Measured - when the input signal is "on" the servo-pressure doesn't change. Now we are getting somewhere - the problem is definitely hydraulic and not mechanic.

    Step 3:
  Electric displacement control check - control module ports X1 and X2 (both at the same time) - to check if the PCP (pressure control pilot valve) is working properly. Why? The series ninety displacement control is a two stage device - the PCP pilots the spool of the displacement control, and the spool distributes oil from the charge pressure gallery to the servo-cylinder chambers to position it according to the input signal. If the PCP hydraulic signal is OK - the displacement control spool is stuck (or the feed orifice is blocked), if the PCP hydraulic signal is bad - the problem is the PCP.

    Measured - very low pressure was recorded, less tan one bar for both sides (normal value would be around 8 bar in both ports at null), no changes with the input signal change: Great! We're on the right track! Now we further narrowed down our search - the PCP is not supplying any oil to move the spool of the four port proportional valve that controls the servo-piston. At this point, by the way, I was pretty sure that I would find the PCP inlet screen blocked with contamination - something I'd seen many times before. In any case these pressure readings meant - PCP out!... So we took it out - and the filter looked pretty darn clean, the small orifices also turned out to be unobstructed - bummer! Passing on to

    Step 4:
    Well, since we just found out the PCP was all good and unobstructed, the only explanation for the oil not coming out of it had to be no oil coming in, in other words something was blocking the connection between the charge pressure gallery and the PCP. Let's have a look, shall we? - displacement control valve out! Maybe there's a blocked orifice...  So we took this one out, too - and, what do you know, no blocked orifices were found - bummer!

    Step 5:
Ok, so we have no blocked orifices in the control module, is it really possible that the charge oil isn't reaching the control? I wish there were a way to test this, wait a minute - there is! This is a test stand - you can do whatever you please here, so if you want to check if the oil is really reaching the control,  simply have a look! Although such a procedure may seem somewhat redneck-ish, it is definitely the "take away all the doubts" test, and it boils down to running the pump (ve-e-ery slowly) without the displacement control valve in place - just to see if oil is coming out of the charge pressure connecting channel under the control. Don't laugh now, visual confirmation of flow (if you know what to expect) is a valid "poor boy's" troubleshooting technique (relatively low flows, of course), and also this means that a well built pump test stand should be able to catch all possible oil spills.

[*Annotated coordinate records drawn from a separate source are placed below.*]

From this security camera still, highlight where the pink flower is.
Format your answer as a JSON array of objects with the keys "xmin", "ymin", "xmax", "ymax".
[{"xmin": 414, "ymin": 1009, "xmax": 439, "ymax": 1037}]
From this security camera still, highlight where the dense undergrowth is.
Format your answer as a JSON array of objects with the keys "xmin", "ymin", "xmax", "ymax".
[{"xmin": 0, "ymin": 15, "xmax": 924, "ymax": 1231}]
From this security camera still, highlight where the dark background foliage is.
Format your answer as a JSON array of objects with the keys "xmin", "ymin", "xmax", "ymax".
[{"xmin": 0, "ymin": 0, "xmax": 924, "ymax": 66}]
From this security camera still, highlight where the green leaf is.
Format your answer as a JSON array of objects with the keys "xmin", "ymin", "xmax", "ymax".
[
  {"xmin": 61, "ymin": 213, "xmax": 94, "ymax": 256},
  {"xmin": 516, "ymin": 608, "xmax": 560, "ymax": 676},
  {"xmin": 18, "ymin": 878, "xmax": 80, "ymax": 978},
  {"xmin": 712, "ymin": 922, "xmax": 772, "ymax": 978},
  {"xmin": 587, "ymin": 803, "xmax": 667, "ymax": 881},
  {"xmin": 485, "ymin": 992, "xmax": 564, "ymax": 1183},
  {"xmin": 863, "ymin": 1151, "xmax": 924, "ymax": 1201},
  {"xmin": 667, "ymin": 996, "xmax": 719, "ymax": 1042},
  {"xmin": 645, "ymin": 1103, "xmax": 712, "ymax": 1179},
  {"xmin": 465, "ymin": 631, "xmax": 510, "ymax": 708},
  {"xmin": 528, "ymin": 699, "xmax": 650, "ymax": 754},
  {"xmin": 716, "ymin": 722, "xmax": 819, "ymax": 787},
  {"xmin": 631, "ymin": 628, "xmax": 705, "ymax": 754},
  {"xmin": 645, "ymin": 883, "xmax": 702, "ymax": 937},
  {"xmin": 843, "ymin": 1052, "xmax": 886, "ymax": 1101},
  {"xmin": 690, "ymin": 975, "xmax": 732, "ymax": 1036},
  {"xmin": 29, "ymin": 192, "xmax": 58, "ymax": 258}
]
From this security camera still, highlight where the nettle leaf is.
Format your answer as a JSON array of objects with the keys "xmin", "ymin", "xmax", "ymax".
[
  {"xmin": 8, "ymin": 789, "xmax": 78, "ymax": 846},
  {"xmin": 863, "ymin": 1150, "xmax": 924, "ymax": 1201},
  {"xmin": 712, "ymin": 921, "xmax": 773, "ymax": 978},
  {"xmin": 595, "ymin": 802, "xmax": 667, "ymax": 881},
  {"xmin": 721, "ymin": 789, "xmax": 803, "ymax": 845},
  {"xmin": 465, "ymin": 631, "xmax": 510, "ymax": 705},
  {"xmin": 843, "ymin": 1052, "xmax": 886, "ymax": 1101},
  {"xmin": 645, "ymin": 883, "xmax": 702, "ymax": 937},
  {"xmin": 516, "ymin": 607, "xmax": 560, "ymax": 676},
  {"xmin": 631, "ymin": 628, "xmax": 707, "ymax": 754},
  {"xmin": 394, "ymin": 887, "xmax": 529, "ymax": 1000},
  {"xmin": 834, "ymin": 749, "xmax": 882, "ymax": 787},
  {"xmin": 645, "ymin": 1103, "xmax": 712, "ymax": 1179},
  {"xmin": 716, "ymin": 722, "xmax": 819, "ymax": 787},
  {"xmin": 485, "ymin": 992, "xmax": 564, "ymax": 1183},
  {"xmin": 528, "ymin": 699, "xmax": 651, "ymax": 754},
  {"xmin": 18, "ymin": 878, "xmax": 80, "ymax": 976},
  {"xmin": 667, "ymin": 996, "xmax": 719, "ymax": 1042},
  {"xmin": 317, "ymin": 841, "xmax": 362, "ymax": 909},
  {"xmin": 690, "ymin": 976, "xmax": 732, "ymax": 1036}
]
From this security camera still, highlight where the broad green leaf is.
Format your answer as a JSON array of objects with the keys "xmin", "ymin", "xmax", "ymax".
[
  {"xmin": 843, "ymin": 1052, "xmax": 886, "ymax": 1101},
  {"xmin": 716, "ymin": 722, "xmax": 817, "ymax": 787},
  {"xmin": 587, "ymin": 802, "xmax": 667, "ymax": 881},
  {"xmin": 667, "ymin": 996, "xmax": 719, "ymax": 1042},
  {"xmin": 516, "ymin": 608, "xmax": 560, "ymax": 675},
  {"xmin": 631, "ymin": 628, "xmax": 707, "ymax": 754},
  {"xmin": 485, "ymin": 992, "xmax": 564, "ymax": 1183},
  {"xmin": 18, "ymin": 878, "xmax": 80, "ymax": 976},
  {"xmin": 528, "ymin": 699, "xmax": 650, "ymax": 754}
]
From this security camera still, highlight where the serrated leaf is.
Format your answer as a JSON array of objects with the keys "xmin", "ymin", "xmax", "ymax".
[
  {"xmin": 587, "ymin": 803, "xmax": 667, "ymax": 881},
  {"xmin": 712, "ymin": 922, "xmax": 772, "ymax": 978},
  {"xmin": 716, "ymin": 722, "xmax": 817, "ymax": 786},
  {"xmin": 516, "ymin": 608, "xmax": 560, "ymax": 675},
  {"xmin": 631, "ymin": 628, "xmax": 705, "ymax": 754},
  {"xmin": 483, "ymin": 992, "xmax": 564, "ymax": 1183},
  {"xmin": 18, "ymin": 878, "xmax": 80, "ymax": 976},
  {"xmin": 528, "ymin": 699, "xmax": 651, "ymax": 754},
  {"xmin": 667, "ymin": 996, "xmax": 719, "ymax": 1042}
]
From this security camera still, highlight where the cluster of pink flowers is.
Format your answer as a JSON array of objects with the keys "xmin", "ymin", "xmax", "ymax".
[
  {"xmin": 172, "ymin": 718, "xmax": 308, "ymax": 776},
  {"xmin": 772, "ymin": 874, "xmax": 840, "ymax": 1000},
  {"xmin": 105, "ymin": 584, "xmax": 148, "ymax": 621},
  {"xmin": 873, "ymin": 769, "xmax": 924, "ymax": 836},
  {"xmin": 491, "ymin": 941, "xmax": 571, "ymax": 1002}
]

    Done - and no oil is coming out of the charge pressure connecting port! Hurray! It's not he control, not the PCP, not mechanical, not electrical - the problem is the obstructed oil passage between the charge pressure line and the displacement control. Now, to find the obstruction (before throwing in the towel and passing on to the disassembly stage) let's take out the small screen in the passage to inspect it more thoroughly.

    Done and - found it!!!! - a small piece of plastic film got inside the body channel and blocked it completely against the screen. After removing it the pump was as good as new again!

   So, once again the day is saved thanks to the powerful logical approach to troubleshooting!

   Where did the piece of plastic came from? - might you ask - Quite simple, lads, the piece of plastic is a small piece of the wrapping of the new charge filter, which fell inside the filter when the wrapping was removed, and eventually found its way to the small screen behind the control. Way to do a scheduled maintenance!

    Morals of the story:

a) Logical "one step at a time" approach to troubleshooting is the best way to go.
b) When changing charge pressure filters be very careful when you remove the plastic wrapping.